Researchers are coming up with other ideas, too.
In July, Renkun Chen, at the University of California San Diego, and colleagues, published a paper, external detailing their idea for a pore-filled membrane-based cooling technology that could help to cool chips passively – without the need to actively pump fluids or blow air around.
“Essentially, you are using heat to provide the pumping power,” says Prof Chen. He compares it to the process by which water evaporates from a trees’ leaves, inducing a pumping effect that draws more water up through the plant’s trunk and along its branches to replenish the leaves.
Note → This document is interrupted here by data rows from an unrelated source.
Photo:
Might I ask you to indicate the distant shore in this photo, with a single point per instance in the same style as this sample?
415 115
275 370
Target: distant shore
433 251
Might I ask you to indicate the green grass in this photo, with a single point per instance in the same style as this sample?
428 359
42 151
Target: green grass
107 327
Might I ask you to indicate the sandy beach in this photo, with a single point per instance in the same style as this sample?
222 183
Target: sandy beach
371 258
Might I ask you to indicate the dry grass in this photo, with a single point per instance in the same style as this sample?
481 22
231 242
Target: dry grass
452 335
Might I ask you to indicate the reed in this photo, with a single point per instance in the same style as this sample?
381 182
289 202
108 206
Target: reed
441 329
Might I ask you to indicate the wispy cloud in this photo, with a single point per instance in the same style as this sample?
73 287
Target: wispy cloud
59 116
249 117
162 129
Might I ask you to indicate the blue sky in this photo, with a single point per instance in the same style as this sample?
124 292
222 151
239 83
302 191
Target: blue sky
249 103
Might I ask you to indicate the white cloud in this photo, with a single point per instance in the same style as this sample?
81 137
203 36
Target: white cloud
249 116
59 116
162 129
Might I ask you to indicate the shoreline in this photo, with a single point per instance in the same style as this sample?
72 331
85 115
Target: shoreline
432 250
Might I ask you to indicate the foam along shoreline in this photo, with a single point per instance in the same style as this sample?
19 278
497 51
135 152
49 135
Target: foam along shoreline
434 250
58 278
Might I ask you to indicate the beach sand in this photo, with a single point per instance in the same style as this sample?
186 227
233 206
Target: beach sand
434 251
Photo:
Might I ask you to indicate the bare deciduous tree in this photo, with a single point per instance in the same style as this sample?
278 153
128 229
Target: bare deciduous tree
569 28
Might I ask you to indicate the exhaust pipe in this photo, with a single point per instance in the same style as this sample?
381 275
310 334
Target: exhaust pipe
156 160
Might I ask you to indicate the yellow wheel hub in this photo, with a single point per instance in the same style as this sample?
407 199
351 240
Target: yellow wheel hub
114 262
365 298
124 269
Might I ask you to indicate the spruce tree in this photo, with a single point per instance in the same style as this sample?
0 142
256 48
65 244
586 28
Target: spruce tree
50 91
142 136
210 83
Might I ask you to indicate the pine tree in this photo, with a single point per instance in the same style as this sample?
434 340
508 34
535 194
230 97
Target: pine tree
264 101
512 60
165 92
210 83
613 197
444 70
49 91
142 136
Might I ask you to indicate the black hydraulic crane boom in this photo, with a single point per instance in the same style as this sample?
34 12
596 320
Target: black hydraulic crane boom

Prof Chen says he hopes to commercialise the technology.
New ways of cooling down data centre tech are increasingly sought-after, says Sasha Luccioni, AI and climate lead at Hugging Face, a machine learning company.
This is partly due to demand for AI – including generative AI, or large language models (LLMs), which are the systems that power chat bots. In previous research, external, Dr Luccioni has shown that such technologies eat up lots of energy.
“If you have models that are very energy-intensive, then the cooling has to be stepped up a notch,” she says.
Reasoning models, external, which explain their output in multiple steps, are even more demanding, she adds.
They use “hundreds or thousands of times more energy” than standard chat bots that just answer questions. Dr Luccioni calls for greater transparency from AI companies regarding how much energy their various products consume.
For Mr Ballon, LLMs are just one form of AI – and he argues they have already “reached their limit” in terms of productivity.